Mecidiyeköy’deki rezidansta meydana gelen asansör olayı tam bir rezalet. Orada çalışan
işçiler söylüyor bunu. Düştük düşeceğiz korkusuyla binerlermiş asansöre. Yirmi gün önce
yine benzer bir olay meydana gelmiş. Yere yakın oldukları için atlatmışlar bunu. Bu olayın
fıtratında var,kaza diye geçiştirmek suçu tamir görevini yükledikleri bu işten hiç anlamayan
birini suçlayacaklar.
Bu torunlar şirketi yine AKP yandaşı pek çok ihale alan bir şirket.Şirket başkanı Aziz Torun:
-Bu sektörel bir vak’a. On gün önce ben de bindim. Bir daireyi göstermek için. Bizim
dışımızda ve kamu dışındaki açıklamalara itibar etmeyin. Bu işin fıtratında var bu tür
kazalar. dedi.
Onun konuşması aynen bu. Yani, kimse fazla konuşmasın, kamu benim yanımda. İşçi kim
oluyorda ağzını açıyor.Güç bende diyor açıkça.
Davutoğlu ise:
"Mevzuat yeterli. Burda insan faktörü önemli. Bilinç eksikliği var.Önce sağlam bir bilince
sahip olmak gerekir," diyor.
Mecdiyeköy’de işçiler ve halk, on işçinin öldüğü olaya tepkisini rezidansın önünde protesto
ederek gösterdi. Soma’da olduğu gibi yine tomalar bastırmaya çalıştı bu direnişi. Onların
hiç bilmedikleri bir direnç daha var. Gerçek adaletin direnci. Bu ne kadar daha sabreder?

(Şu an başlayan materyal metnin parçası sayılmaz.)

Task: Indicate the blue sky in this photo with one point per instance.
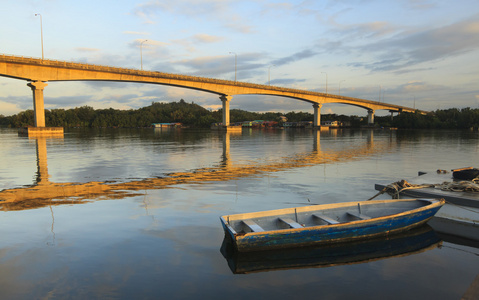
(408, 52)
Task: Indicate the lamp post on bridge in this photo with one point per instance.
(269, 69)
(236, 56)
(141, 53)
(326, 81)
(41, 30)
(380, 88)
(339, 87)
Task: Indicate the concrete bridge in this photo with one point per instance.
(38, 72)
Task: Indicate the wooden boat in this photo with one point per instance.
(411, 242)
(327, 223)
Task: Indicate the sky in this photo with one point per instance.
(415, 53)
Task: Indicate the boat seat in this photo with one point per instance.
(291, 223)
(359, 216)
(326, 219)
(253, 226)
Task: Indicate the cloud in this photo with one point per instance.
(84, 49)
(206, 38)
(136, 33)
(295, 57)
(410, 49)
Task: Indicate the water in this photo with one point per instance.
(134, 214)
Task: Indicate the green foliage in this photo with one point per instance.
(453, 118)
(193, 115)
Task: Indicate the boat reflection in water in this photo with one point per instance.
(411, 242)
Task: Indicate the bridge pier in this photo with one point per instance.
(370, 116)
(38, 104)
(317, 115)
(39, 113)
(225, 99)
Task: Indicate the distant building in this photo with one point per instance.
(330, 123)
(167, 125)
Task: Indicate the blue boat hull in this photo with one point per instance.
(342, 232)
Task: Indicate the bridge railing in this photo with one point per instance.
(130, 71)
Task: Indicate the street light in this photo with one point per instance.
(141, 53)
(339, 88)
(269, 69)
(41, 30)
(235, 62)
(326, 81)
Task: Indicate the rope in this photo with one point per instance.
(395, 188)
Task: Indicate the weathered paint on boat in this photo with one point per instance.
(332, 233)
(414, 241)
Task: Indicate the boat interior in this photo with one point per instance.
(295, 219)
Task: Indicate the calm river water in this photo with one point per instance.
(134, 214)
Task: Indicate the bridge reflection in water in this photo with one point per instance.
(43, 192)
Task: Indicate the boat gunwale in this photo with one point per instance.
(433, 203)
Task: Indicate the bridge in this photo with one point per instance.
(39, 71)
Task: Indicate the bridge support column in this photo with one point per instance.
(226, 109)
(38, 106)
(317, 115)
(39, 111)
(370, 117)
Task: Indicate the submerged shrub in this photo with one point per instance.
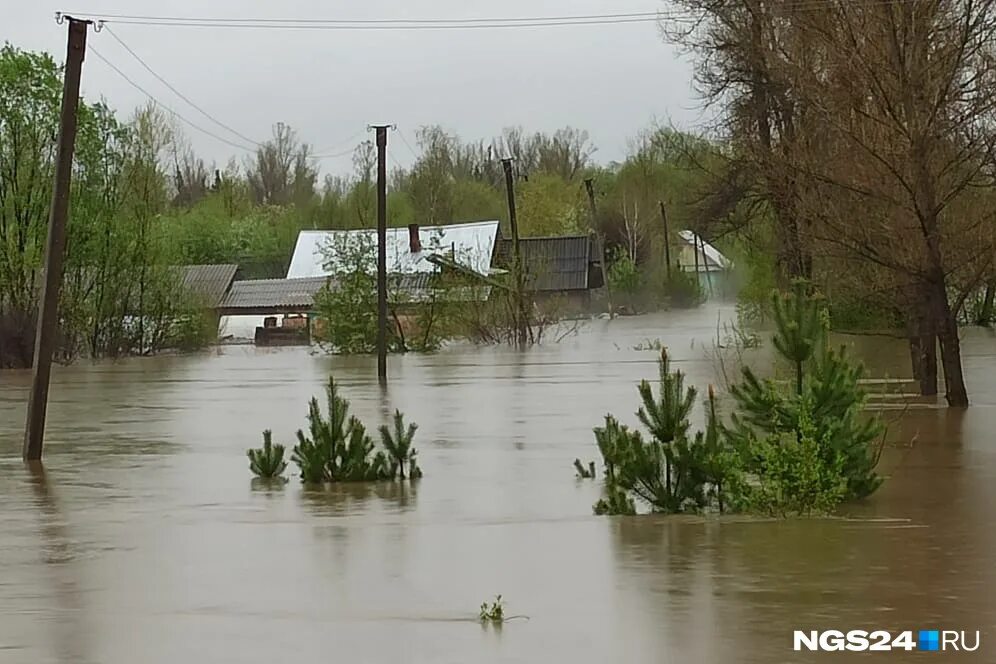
(267, 462)
(337, 448)
(803, 450)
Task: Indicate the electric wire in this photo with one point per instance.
(163, 106)
(441, 21)
(506, 22)
(178, 93)
(381, 27)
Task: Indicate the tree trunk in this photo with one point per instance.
(923, 345)
(947, 335)
(986, 315)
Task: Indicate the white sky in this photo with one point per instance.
(611, 80)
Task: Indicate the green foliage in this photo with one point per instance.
(399, 447)
(683, 290)
(801, 475)
(337, 448)
(347, 305)
(548, 205)
(827, 396)
(799, 328)
(585, 473)
(801, 451)
(648, 344)
(624, 275)
(267, 462)
(494, 612)
(671, 472)
(616, 502)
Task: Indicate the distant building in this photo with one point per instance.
(409, 250)
(567, 266)
(713, 267)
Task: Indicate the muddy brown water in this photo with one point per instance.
(145, 541)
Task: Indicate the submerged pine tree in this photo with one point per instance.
(337, 448)
(267, 462)
(671, 471)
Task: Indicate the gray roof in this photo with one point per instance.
(268, 296)
(208, 282)
(275, 294)
(551, 263)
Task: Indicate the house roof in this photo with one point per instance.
(262, 296)
(551, 263)
(715, 259)
(472, 243)
(275, 296)
(208, 282)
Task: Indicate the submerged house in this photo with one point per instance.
(409, 250)
(709, 264)
(566, 267)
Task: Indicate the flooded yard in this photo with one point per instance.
(144, 540)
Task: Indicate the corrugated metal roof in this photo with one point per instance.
(717, 261)
(472, 243)
(551, 263)
(272, 293)
(258, 295)
(209, 282)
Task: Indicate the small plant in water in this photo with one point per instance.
(494, 612)
(399, 447)
(585, 473)
(647, 344)
(267, 462)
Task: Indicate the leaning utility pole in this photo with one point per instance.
(381, 253)
(48, 307)
(667, 241)
(589, 186)
(521, 315)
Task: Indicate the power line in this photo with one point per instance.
(177, 92)
(434, 21)
(335, 155)
(272, 25)
(164, 106)
(343, 142)
(678, 15)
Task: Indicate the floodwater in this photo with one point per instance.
(144, 541)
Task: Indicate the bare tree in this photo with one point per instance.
(869, 127)
(282, 170)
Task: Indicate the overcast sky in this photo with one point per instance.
(611, 80)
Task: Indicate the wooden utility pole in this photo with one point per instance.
(48, 308)
(705, 264)
(381, 253)
(522, 321)
(667, 241)
(589, 185)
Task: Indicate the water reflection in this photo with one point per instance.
(179, 556)
(68, 635)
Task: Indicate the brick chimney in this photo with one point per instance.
(414, 243)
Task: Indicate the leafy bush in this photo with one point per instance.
(624, 275)
(193, 329)
(267, 462)
(683, 290)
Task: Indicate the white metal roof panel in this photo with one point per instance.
(472, 243)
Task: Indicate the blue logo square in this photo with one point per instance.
(929, 639)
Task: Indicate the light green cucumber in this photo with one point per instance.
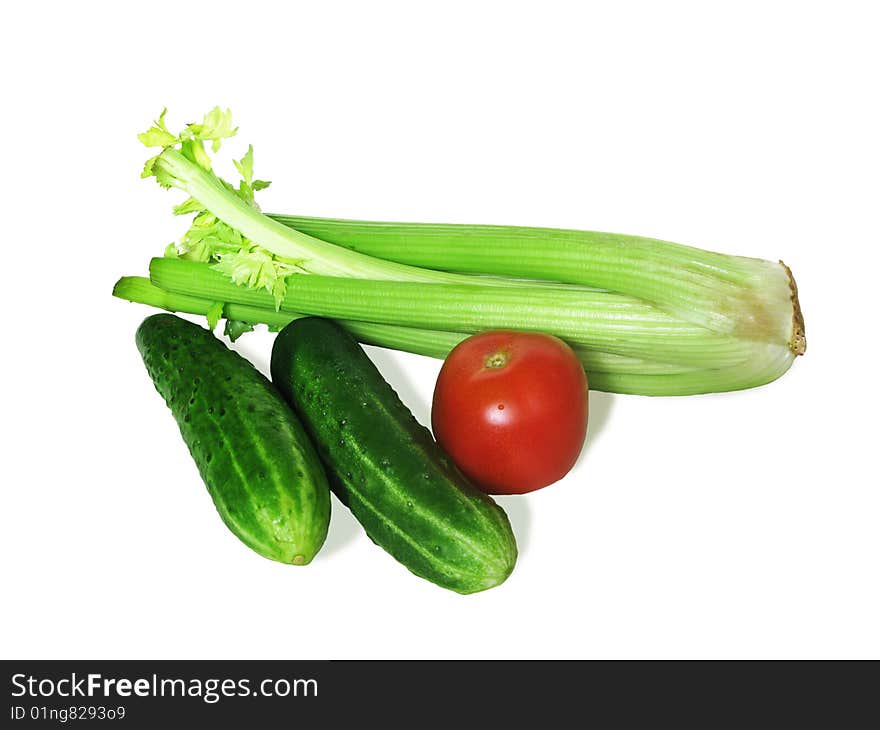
(253, 454)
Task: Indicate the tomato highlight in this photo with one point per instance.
(511, 410)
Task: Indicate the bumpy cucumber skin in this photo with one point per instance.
(386, 467)
(253, 454)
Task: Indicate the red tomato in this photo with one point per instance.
(510, 408)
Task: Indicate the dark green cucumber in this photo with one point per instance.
(399, 484)
(254, 455)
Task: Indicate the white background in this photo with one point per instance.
(742, 525)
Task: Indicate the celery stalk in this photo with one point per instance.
(594, 320)
(605, 371)
(747, 297)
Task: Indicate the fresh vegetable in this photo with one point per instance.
(510, 408)
(253, 454)
(629, 327)
(386, 467)
(747, 297)
(703, 321)
(605, 371)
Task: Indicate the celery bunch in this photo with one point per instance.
(645, 316)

Yaşayarak göreceğiz bunu. O direnişi tutuklayıp ömür boyu hapse tutsak edemezler. Allah
büyük..
Suçlu kim? Bunlar sütten çıkma ak kaşık gibi yüze çıkacaklar. Bu tür olaylar olmaması
için önlem almayanlar, doğru dürüst denetim yapmayanlar değilse. Bir gazetemizin
başlığı gibi:
"SUÇLU YERÇEKİMİ"
Tomalarınızı yerçekimine çevirin öyleyse.